2. Durch eine Berichtigung, welche in Form eines in unmittelbaren zeitlichen
Zusammenhang mit der Zustellung vom Postzusteller gefertigten und von ihm
unterzeichneten Randvermerks erfolgt, wird die Beweiskraft der Postzustellungsurkunde
nicht beeinträchtigt.
Tenor
Die Beschwerde wird aus den im Ergebnis zutreffenden Gründen der
angefochtenen Entscheidung auf Kosten des Angeklagten (§ 473 I StPO)
verworfen.
Gründe
Das Beschwerdevorbringen rechtfertigt keine andere Beurteilung.

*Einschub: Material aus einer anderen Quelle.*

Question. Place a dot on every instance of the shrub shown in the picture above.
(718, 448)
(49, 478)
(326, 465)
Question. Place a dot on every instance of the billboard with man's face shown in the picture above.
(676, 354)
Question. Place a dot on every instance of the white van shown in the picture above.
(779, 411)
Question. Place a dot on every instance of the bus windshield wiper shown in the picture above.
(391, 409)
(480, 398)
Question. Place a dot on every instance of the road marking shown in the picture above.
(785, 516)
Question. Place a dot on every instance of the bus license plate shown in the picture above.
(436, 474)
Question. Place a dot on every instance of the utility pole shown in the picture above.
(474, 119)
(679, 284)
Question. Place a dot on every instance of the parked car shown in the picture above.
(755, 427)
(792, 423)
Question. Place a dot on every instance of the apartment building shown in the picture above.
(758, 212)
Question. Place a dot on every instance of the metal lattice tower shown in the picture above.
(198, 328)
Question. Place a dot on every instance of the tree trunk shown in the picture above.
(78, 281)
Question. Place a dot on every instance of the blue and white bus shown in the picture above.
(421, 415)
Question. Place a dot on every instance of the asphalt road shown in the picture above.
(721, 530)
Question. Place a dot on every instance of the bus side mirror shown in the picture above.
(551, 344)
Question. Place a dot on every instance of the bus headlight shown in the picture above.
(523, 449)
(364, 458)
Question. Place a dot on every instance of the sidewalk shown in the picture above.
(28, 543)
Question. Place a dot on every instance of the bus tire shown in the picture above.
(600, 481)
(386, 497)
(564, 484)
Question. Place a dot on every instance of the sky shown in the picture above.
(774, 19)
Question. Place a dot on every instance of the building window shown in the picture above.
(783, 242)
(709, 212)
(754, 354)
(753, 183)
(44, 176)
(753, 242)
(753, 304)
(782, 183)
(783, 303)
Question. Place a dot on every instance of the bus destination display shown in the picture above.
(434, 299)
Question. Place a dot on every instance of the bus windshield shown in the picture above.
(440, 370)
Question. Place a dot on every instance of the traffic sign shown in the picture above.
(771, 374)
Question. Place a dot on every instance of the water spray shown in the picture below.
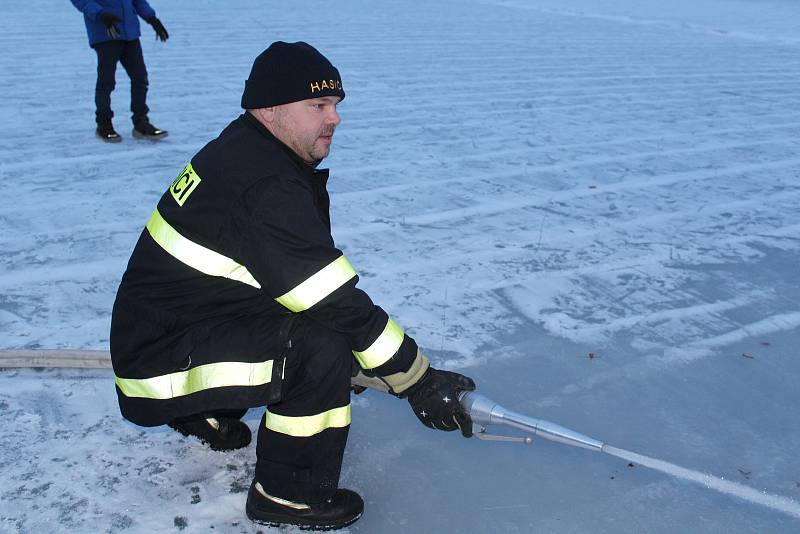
(484, 412)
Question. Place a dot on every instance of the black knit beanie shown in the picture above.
(290, 72)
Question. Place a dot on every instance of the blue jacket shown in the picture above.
(127, 10)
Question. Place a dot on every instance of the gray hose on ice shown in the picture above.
(55, 359)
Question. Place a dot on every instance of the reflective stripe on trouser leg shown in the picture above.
(301, 439)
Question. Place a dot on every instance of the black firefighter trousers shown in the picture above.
(306, 468)
(302, 460)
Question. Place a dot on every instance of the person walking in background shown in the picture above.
(113, 29)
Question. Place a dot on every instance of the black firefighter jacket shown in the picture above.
(243, 234)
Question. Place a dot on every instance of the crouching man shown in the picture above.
(236, 297)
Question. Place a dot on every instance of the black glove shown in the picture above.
(434, 400)
(109, 20)
(161, 31)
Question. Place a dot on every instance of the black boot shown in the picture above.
(105, 131)
(142, 129)
(222, 431)
(342, 509)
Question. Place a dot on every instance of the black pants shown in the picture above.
(129, 53)
(316, 387)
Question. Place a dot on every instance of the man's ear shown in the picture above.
(264, 115)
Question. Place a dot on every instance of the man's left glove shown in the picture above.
(434, 400)
(161, 31)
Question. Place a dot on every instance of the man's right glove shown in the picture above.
(110, 20)
(161, 31)
(434, 400)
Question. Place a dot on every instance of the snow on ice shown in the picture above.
(590, 207)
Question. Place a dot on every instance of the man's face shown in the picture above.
(307, 126)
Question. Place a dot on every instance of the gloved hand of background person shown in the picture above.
(109, 20)
(161, 31)
(434, 400)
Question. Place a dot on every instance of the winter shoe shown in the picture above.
(142, 129)
(218, 431)
(342, 509)
(105, 131)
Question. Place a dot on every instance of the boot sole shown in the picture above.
(158, 137)
(299, 523)
(207, 443)
(109, 139)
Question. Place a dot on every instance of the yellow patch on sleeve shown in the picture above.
(184, 184)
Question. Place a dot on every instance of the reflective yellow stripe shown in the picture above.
(303, 427)
(318, 286)
(196, 256)
(212, 375)
(382, 348)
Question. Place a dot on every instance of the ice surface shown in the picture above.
(590, 207)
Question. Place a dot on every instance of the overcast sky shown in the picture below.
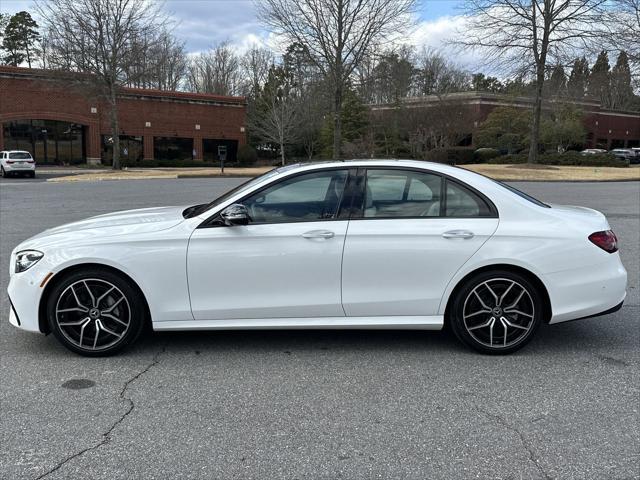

Die Kammer ist zu Recht davon ausgegangen, dass das Schreiben des
Angeklagten vom 14.10.2010 als Berufung auszulegen ist. Das Amtsgericht ist
nach § 231 II StPO verfahren. Gegen das in Abwesenheit des Angeklagten
verkündete Urteil vom 04.8.2010 waren deshalb nur die Berufung und die Revision
gegeben. Eine Wiedereinsetzung in den vorigen Stand entsprechend § 235 StPO,
die im Begehren des Verurteilten nach einer „Chance zur Äußerung“ auch noch
erblickt werden könnte, ist hingegen ausgeschlossen (vgl. BGHSt 10, 304; Meyer-
Goßner, StPO, 53. Aufl., § 235 Rn 10; Gmel, in: KK-StPO, 6. Aufl., § 231 Rn 14;
Becker, in: Löwe/Rosenberg, StPO, 26. Aufl., § 231 Rn 37).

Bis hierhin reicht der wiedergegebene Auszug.